Based on documentation review and interview, the manager failed to ensure the disaster plan required in subsection (A)(1) was reviewed at least once every 12 months. Findings include: 1. A review of facility documentation revealed a disaster plan review completed on January 19, 2022. However, a completed review at least once every 12 months since January 19, 2022 was not available for review. 2. In an interview, E1 acknowledged a review of the disaster plan had not been completed at least once every 12 months.

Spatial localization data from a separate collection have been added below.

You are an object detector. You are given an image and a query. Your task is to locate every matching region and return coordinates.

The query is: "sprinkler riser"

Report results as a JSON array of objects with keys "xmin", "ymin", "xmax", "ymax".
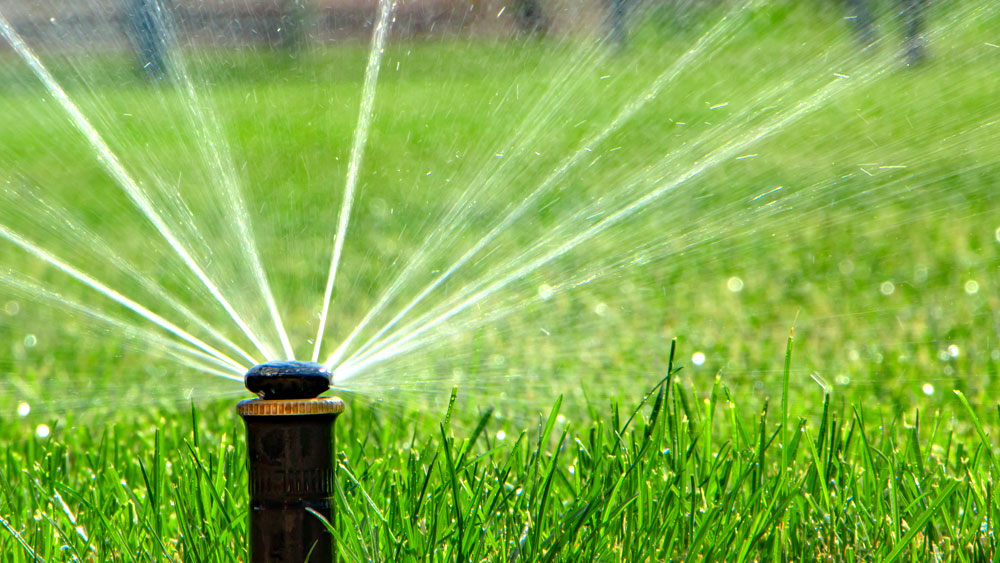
[{"xmin": 240, "ymin": 408, "xmax": 340, "ymax": 562}]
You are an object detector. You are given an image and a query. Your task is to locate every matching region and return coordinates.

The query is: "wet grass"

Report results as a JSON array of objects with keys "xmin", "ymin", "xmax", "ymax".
[
  {"xmin": 0, "ymin": 341, "xmax": 998, "ymax": 560},
  {"xmin": 0, "ymin": 1, "xmax": 999, "ymax": 560}
]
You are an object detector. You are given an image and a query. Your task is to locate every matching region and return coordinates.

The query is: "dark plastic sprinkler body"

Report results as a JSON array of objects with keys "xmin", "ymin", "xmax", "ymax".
[{"xmin": 237, "ymin": 361, "xmax": 343, "ymax": 562}]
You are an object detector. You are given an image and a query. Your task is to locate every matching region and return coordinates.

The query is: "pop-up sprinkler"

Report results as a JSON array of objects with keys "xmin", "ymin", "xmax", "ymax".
[{"xmin": 238, "ymin": 361, "xmax": 344, "ymax": 562}]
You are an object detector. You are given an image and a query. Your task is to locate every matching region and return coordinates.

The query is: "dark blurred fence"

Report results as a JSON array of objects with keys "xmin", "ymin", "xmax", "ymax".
[
  {"xmin": 1, "ymin": 0, "xmax": 661, "ymax": 48},
  {"xmin": 0, "ymin": 0, "xmax": 935, "ymax": 70}
]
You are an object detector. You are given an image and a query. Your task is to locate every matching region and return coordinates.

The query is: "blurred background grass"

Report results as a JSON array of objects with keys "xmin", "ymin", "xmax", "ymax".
[{"xmin": 0, "ymin": 0, "xmax": 997, "ymax": 421}]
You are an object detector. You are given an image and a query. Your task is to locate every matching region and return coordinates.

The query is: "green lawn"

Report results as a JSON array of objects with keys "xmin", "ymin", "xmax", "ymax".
[{"xmin": 1, "ymin": 0, "xmax": 1000, "ymax": 559}]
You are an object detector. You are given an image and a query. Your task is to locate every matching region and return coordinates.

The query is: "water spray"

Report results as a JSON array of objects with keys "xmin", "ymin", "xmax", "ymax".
[{"xmin": 237, "ymin": 361, "xmax": 343, "ymax": 562}]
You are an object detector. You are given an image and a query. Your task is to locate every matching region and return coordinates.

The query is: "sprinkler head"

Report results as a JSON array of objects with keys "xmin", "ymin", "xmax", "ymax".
[
  {"xmin": 237, "ymin": 393, "xmax": 345, "ymax": 562},
  {"xmin": 238, "ymin": 363, "xmax": 344, "ymax": 561},
  {"xmin": 244, "ymin": 360, "xmax": 331, "ymax": 400}
]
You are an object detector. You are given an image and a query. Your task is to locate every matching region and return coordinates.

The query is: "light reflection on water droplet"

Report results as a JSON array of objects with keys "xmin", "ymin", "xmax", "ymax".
[
  {"xmin": 36, "ymin": 424, "xmax": 50, "ymax": 438},
  {"xmin": 922, "ymin": 383, "xmax": 934, "ymax": 396},
  {"xmin": 594, "ymin": 302, "xmax": 608, "ymax": 316},
  {"xmin": 4, "ymin": 301, "xmax": 19, "ymax": 316},
  {"xmin": 965, "ymin": 280, "xmax": 979, "ymax": 295},
  {"xmin": 880, "ymin": 281, "xmax": 895, "ymax": 296},
  {"xmin": 948, "ymin": 344, "xmax": 960, "ymax": 358},
  {"xmin": 727, "ymin": 276, "xmax": 744, "ymax": 292},
  {"xmin": 23, "ymin": 334, "xmax": 37, "ymax": 348},
  {"xmin": 17, "ymin": 402, "xmax": 30, "ymax": 417},
  {"xmin": 495, "ymin": 430, "xmax": 506, "ymax": 441},
  {"xmin": 691, "ymin": 352, "xmax": 706, "ymax": 366},
  {"xmin": 995, "ymin": 227, "xmax": 1000, "ymax": 243},
  {"xmin": 537, "ymin": 284, "xmax": 554, "ymax": 300}
]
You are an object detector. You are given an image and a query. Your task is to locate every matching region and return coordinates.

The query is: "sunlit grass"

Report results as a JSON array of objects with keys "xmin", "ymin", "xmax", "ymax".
[
  {"xmin": 0, "ymin": 2, "xmax": 999, "ymax": 559},
  {"xmin": 0, "ymin": 341, "xmax": 996, "ymax": 560}
]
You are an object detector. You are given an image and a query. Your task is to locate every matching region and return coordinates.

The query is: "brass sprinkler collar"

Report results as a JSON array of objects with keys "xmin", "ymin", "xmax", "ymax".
[{"xmin": 237, "ymin": 397, "xmax": 345, "ymax": 416}]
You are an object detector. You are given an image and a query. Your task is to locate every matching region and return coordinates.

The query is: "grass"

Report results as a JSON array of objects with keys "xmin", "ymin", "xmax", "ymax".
[
  {"xmin": 0, "ymin": 340, "xmax": 997, "ymax": 560},
  {"xmin": 1, "ymin": 0, "xmax": 1000, "ymax": 559}
]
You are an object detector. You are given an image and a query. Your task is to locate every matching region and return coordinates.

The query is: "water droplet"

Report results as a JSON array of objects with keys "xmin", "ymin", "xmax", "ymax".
[
  {"xmin": 880, "ymin": 281, "xmax": 895, "ymax": 296},
  {"xmin": 835, "ymin": 374, "xmax": 850, "ymax": 385},
  {"xmin": 23, "ymin": 334, "xmax": 37, "ymax": 348},
  {"xmin": 537, "ymin": 284, "xmax": 554, "ymax": 300},
  {"xmin": 810, "ymin": 372, "xmax": 831, "ymax": 393},
  {"xmin": 568, "ymin": 466, "xmax": 575, "ymax": 475},
  {"xmin": 17, "ymin": 402, "xmax": 30, "ymax": 417},
  {"xmin": 36, "ymin": 424, "xmax": 50, "ymax": 439},
  {"xmin": 4, "ymin": 301, "xmax": 19, "ymax": 316},
  {"xmin": 965, "ymin": 280, "xmax": 979, "ymax": 295},
  {"xmin": 948, "ymin": 344, "xmax": 960, "ymax": 358},
  {"xmin": 922, "ymin": 383, "xmax": 934, "ymax": 396},
  {"xmin": 727, "ymin": 276, "xmax": 744, "ymax": 292},
  {"xmin": 995, "ymin": 227, "xmax": 1000, "ymax": 243},
  {"xmin": 495, "ymin": 430, "xmax": 506, "ymax": 441},
  {"xmin": 594, "ymin": 302, "xmax": 608, "ymax": 316},
  {"xmin": 838, "ymin": 259, "xmax": 855, "ymax": 275},
  {"xmin": 691, "ymin": 352, "xmax": 706, "ymax": 366}
]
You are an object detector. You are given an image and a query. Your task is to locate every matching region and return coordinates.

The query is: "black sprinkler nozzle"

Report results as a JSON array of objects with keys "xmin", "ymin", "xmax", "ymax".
[{"xmin": 244, "ymin": 360, "xmax": 332, "ymax": 399}]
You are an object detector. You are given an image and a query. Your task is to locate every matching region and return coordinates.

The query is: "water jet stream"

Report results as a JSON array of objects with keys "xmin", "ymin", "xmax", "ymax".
[
  {"xmin": 0, "ymin": 0, "xmax": 991, "ymax": 408},
  {"xmin": 312, "ymin": 0, "xmax": 397, "ymax": 362},
  {"xmin": 351, "ymin": 156, "xmax": 992, "ymax": 368},
  {"xmin": 339, "ymin": 62, "xmax": 885, "ymax": 376},
  {"xmin": 0, "ymin": 10, "xmax": 276, "ymax": 361},
  {"xmin": 156, "ymin": 3, "xmax": 295, "ymax": 360},
  {"xmin": 325, "ymin": 1, "xmax": 756, "ymax": 369},
  {"xmin": 0, "ymin": 225, "xmax": 246, "ymax": 372},
  {"xmin": 0, "ymin": 185, "xmax": 258, "ymax": 366},
  {"xmin": 340, "ymin": 0, "xmax": 987, "ymax": 375},
  {"xmin": 0, "ymin": 269, "xmax": 243, "ymax": 377}
]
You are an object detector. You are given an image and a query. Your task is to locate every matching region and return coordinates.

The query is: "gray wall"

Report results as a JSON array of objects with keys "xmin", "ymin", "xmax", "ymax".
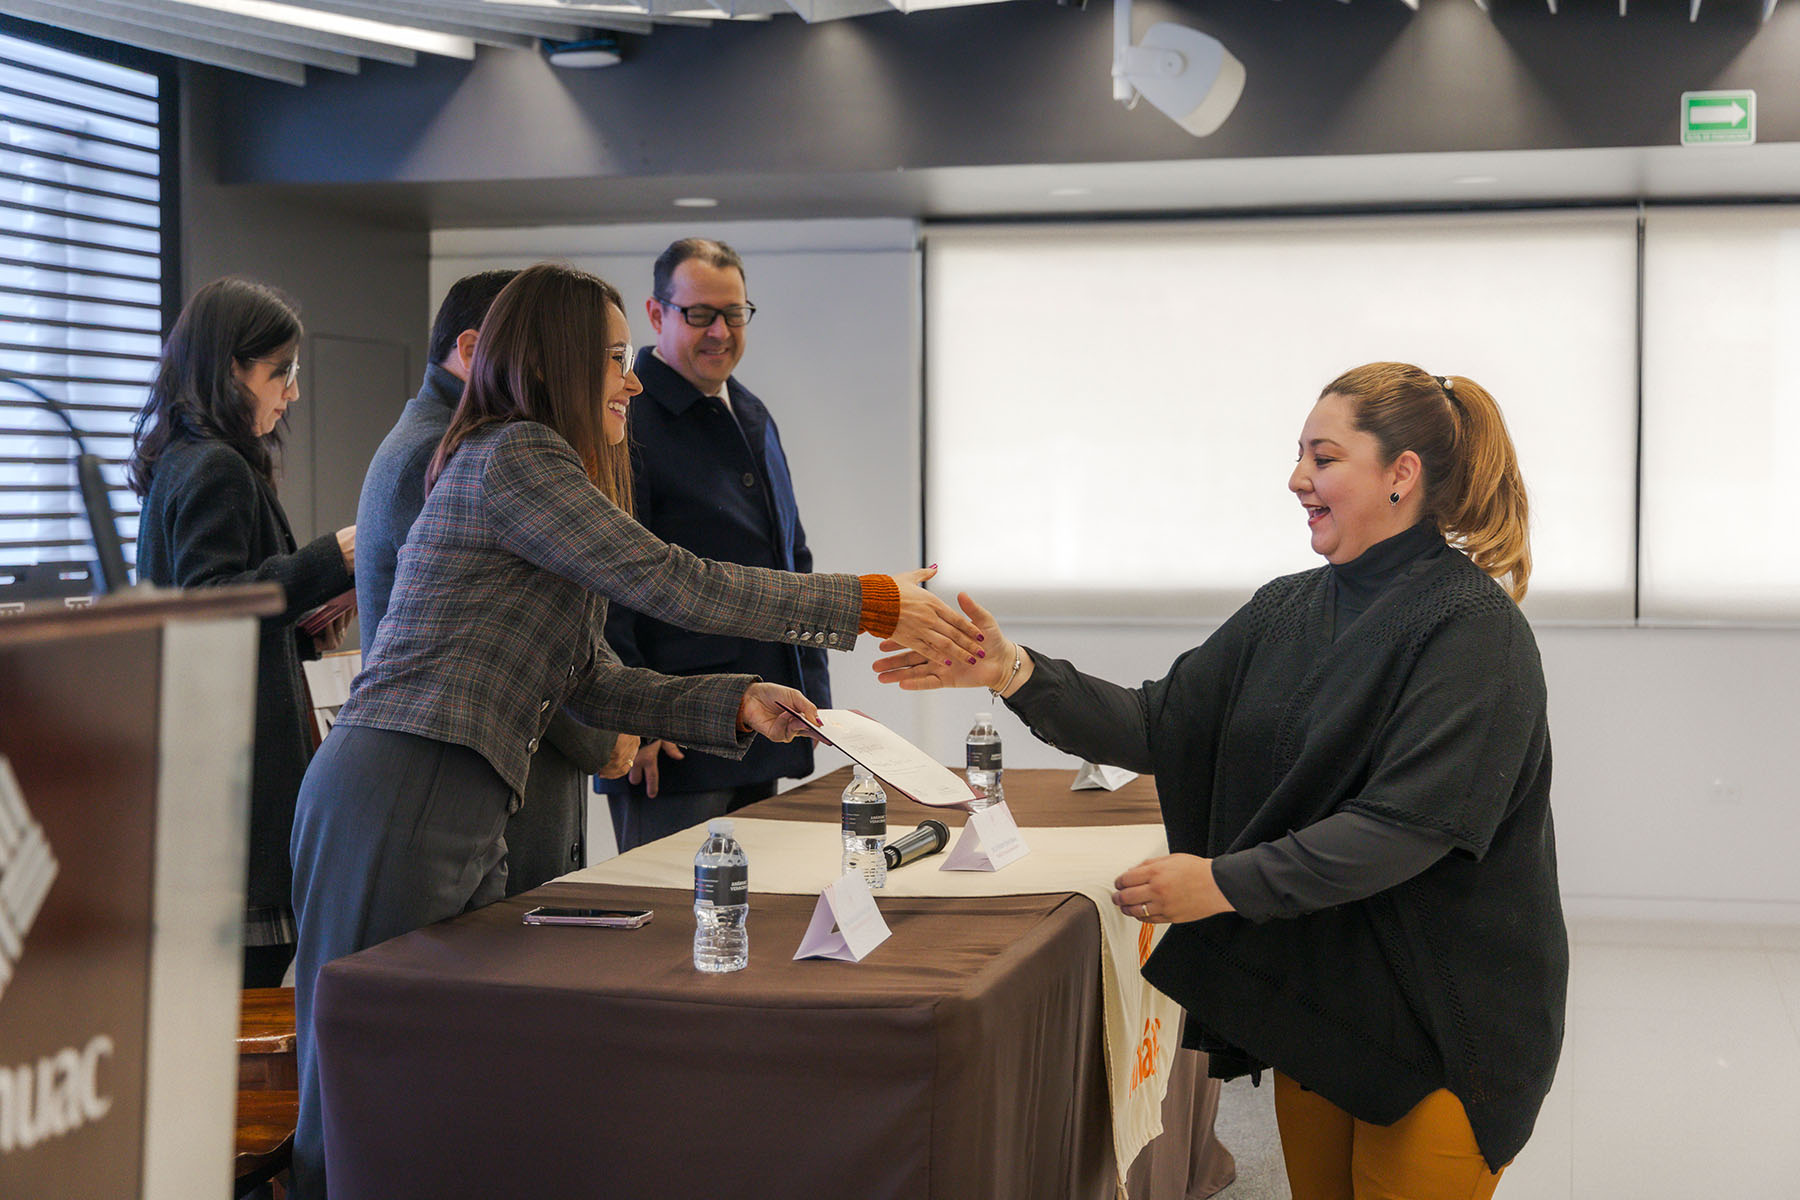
[{"xmin": 179, "ymin": 63, "xmax": 431, "ymax": 551}]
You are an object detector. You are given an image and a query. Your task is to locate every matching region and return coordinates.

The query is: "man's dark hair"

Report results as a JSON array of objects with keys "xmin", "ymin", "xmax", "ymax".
[
  {"xmin": 651, "ymin": 238, "xmax": 746, "ymax": 302},
  {"xmin": 428, "ymin": 269, "xmax": 522, "ymax": 365}
]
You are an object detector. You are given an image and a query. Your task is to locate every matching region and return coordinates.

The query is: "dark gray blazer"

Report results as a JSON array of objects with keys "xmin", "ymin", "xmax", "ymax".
[
  {"xmin": 136, "ymin": 433, "xmax": 352, "ymax": 908},
  {"xmin": 339, "ymin": 420, "xmax": 862, "ymax": 795},
  {"xmin": 356, "ymin": 364, "xmax": 616, "ymax": 892}
]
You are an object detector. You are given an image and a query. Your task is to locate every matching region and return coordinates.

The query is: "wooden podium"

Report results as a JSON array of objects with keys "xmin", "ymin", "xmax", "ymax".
[{"xmin": 0, "ymin": 586, "xmax": 280, "ymax": 1199}]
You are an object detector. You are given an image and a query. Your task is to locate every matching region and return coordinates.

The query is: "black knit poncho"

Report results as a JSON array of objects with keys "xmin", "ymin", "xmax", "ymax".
[{"xmin": 1008, "ymin": 537, "xmax": 1566, "ymax": 1170}]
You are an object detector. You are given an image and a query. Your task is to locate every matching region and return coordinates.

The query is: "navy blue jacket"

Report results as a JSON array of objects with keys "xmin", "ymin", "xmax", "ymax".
[{"xmin": 602, "ymin": 350, "xmax": 830, "ymax": 792}]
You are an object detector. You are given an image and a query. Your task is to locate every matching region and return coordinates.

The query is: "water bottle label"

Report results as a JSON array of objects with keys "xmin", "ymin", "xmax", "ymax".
[
  {"xmin": 841, "ymin": 807, "xmax": 887, "ymax": 838},
  {"xmin": 966, "ymin": 743, "xmax": 1002, "ymax": 772},
  {"xmin": 695, "ymin": 863, "xmax": 748, "ymax": 906}
]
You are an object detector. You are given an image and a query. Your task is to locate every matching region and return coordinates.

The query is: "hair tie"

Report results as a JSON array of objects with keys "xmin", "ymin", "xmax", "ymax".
[{"xmin": 1435, "ymin": 375, "xmax": 1464, "ymax": 411}]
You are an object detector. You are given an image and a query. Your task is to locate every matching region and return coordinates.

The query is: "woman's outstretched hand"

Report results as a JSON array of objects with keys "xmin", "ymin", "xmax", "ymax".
[
  {"xmin": 887, "ymin": 567, "xmax": 987, "ymax": 670},
  {"xmin": 873, "ymin": 590, "xmax": 1031, "ymax": 693},
  {"xmin": 737, "ymin": 682, "xmax": 821, "ymax": 743}
]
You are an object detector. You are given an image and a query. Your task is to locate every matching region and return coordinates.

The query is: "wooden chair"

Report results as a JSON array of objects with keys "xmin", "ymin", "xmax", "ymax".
[
  {"xmin": 234, "ymin": 1090, "xmax": 298, "ymax": 1198},
  {"xmin": 235, "ymin": 987, "xmax": 298, "ymax": 1198}
]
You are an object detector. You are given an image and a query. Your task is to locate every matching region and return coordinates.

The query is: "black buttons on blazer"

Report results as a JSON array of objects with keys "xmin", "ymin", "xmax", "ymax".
[{"xmin": 741, "ymin": 473, "xmax": 756, "ymax": 489}]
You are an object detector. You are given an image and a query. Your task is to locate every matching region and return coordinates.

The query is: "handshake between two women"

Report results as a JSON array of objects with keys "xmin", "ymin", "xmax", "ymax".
[{"xmin": 709, "ymin": 565, "xmax": 993, "ymax": 751}]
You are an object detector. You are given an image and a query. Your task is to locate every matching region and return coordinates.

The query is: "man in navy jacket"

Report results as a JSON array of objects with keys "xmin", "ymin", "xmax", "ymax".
[{"xmin": 603, "ymin": 238, "xmax": 829, "ymax": 850}]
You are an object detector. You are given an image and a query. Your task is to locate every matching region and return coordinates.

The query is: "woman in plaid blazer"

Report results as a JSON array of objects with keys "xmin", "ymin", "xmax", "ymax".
[{"xmin": 287, "ymin": 263, "xmax": 981, "ymax": 1200}]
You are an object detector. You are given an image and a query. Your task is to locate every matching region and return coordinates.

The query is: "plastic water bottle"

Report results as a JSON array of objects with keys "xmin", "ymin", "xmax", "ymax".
[
  {"xmin": 966, "ymin": 711, "xmax": 1003, "ymax": 811},
  {"xmin": 693, "ymin": 818, "xmax": 748, "ymax": 973},
  {"xmin": 840, "ymin": 765, "xmax": 888, "ymax": 889}
]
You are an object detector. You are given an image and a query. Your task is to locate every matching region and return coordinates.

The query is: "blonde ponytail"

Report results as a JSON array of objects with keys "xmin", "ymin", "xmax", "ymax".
[{"xmin": 1435, "ymin": 375, "xmax": 1530, "ymax": 601}]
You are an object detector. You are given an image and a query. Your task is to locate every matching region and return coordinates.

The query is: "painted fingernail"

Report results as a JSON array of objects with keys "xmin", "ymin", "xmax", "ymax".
[
  {"xmin": 977, "ymin": 650, "xmax": 986, "ymax": 658},
  {"xmin": 977, "ymin": 634, "xmax": 986, "ymax": 641},
  {"xmin": 944, "ymin": 659, "xmax": 953, "ymax": 666},
  {"xmin": 967, "ymin": 656, "xmax": 976, "ymax": 665}
]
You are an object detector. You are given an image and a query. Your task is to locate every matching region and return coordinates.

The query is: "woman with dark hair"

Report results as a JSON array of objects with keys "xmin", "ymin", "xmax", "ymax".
[
  {"xmin": 130, "ymin": 276, "xmax": 356, "ymax": 988},
  {"xmin": 287, "ymin": 262, "xmax": 982, "ymax": 1199},
  {"xmin": 876, "ymin": 363, "xmax": 1566, "ymax": 1200}
]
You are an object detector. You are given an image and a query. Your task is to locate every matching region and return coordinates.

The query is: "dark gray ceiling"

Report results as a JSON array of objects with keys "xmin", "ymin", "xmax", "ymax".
[{"xmin": 175, "ymin": 0, "xmax": 1800, "ymax": 225}]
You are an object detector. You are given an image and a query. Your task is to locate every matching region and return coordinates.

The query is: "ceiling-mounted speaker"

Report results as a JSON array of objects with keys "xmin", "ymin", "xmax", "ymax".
[{"xmin": 1111, "ymin": 0, "xmax": 1243, "ymax": 138}]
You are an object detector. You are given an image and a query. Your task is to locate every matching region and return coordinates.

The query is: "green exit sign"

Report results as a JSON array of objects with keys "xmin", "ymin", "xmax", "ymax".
[{"xmin": 1681, "ymin": 90, "xmax": 1756, "ymax": 145}]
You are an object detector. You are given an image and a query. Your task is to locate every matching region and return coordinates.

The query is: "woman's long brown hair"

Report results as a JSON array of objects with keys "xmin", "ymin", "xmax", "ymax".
[{"xmin": 428, "ymin": 262, "xmax": 633, "ymax": 514}]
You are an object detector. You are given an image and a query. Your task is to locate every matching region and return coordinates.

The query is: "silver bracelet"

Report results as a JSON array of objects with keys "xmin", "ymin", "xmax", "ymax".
[{"xmin": 990, "ymin": 648, "xmax": 1023, "ymax": 703}]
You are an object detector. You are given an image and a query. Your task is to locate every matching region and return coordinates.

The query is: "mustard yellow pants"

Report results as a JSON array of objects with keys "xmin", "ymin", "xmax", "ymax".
[{"xmin": 1273, "ymin": 1073, "xmax": 1507, "ymax": 1200}]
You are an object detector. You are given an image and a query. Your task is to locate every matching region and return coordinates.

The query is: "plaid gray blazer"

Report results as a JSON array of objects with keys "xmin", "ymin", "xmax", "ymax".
[{"xmin": 336, "ymin": 420, "xmax": 862, "ymax": 795}]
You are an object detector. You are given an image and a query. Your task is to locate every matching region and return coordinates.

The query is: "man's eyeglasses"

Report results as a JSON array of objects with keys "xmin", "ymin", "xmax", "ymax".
[
  {"xmin": 250, "ymin": 356, "xmax": 300, "ymax": 389},
  {"xmin": 656, "ymin": 299, "xmax": 757, "ymax": 329}
]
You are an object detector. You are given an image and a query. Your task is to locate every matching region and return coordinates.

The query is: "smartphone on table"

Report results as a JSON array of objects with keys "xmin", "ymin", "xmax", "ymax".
[{"xmin": 521, "ymin": 906, "xmax": 653, "ymax": 928}]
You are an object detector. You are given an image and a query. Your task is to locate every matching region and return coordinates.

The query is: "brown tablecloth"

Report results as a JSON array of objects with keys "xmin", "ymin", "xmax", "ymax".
[{"xmin": 314, "ymin": 768, "xmax": 1236, "ymax": 1200}]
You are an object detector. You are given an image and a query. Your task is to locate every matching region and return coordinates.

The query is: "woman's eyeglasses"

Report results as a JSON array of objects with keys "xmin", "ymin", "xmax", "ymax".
[{"xmin": 250, "ymin": 356, "xmax": 301, "ymax": 389}]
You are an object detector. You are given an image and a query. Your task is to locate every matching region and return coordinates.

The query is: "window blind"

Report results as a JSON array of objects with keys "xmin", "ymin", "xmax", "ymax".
[
  {"xmin": 0, "ymin": 24, "xmax": 170, "ymax": 587},
  {"xmin": 924, "ymin": 212, "xmax": 1641, "ymax": 623},
  {"xmin": 1641, "ymin": 206, "xmax": 1800, "ymax": 624}
]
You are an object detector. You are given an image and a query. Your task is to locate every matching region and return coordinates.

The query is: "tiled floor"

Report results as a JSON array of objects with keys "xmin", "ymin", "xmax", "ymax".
[{"xmin": 1214, "ymin": 918, "xmax": 1800, "ymax": 1200}]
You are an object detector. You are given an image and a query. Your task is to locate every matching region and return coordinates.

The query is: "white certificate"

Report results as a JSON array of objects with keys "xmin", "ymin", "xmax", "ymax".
[{"xmin": 794, "ymin": 707, "xmax": 981, "ymax": 809}]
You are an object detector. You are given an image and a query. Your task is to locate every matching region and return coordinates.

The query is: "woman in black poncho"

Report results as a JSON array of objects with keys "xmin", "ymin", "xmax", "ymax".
[{"xmin": 875, "ymin": 362, "xmax": 1566, "ymax": 1200}]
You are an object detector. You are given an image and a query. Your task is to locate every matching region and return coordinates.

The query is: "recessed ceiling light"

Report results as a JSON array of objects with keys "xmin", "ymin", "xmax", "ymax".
[
  {"xmin": 1451, "ymin": 175, "xmax": 1500, "ymax": 186},
  {"xmin": 673, "ymin": 197, "xmax": 719, "ymax": 208},
  {"xmin": 545, "ymin": 36, "xmax": 621, "ymax": 69},
  {"xmin": 1050, "ymin": 186, "xmax": 1093, "ymax": 197}
]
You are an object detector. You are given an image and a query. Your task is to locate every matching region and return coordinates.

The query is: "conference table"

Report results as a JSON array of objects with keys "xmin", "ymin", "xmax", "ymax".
[{"xmin": 313, "ymin": 768, "xmax": 1237, "ymax": 1200}]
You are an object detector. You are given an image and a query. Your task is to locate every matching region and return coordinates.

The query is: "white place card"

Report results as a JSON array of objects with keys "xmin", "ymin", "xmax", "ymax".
[
  {"xmin": 1071, "ymin": 761, "xmax": 1140, "ymax": 791},
  {"xmin": 940, "ymin": 801, "xmax": 1031, "ymax": 872},
  {"xmin": 793, "ymin": 872, "xmax": 892, "ymax": 962}
]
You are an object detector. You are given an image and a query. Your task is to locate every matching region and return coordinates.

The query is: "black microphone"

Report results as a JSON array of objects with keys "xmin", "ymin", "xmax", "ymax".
[
  {"xmin": 883, "ymin": 819, "xmax": 950, "ymax": 870},
  {"xmin": 0, "ymin": 370, "xmax": 130, "ymax": 594}
]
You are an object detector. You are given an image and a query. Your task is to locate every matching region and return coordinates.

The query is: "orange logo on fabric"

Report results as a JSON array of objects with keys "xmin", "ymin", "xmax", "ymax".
[
  {"xmin": 1129, "ymin": 1016, "xmax": 1162, "ymax": 1091},
  {"xmin": 1137, "ymin": 920, "xmax": 1154, "ymax": 966}
]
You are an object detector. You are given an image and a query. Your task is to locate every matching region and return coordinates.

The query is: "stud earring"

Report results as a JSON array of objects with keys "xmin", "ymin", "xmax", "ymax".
[{"xmin": 1389, "ymin": 492, "xmax": 1400, "ymax": 505}]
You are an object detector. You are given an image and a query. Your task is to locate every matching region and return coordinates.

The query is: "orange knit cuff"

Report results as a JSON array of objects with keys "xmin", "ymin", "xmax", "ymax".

Based on observation, interview and documentation review, the manager failed to ensure oxygen containers were secured in an upright position. The deficient practice posed a potential explosion or leak of a compressed gas. Findings include: 1. The Compliance Officer observed three oxygen containers stored upright in R1's bedroom closet. One oxygen container was on a two-wheel vertical medical cylinder cart, however, two oxygen containers were not secured. 2. In an interview, E1 acknowledged there were unsecured oxygen containers in R1's bedroom closet. E1 reported to be unaware the oxygen containers were required to be stored secured and in an upright position.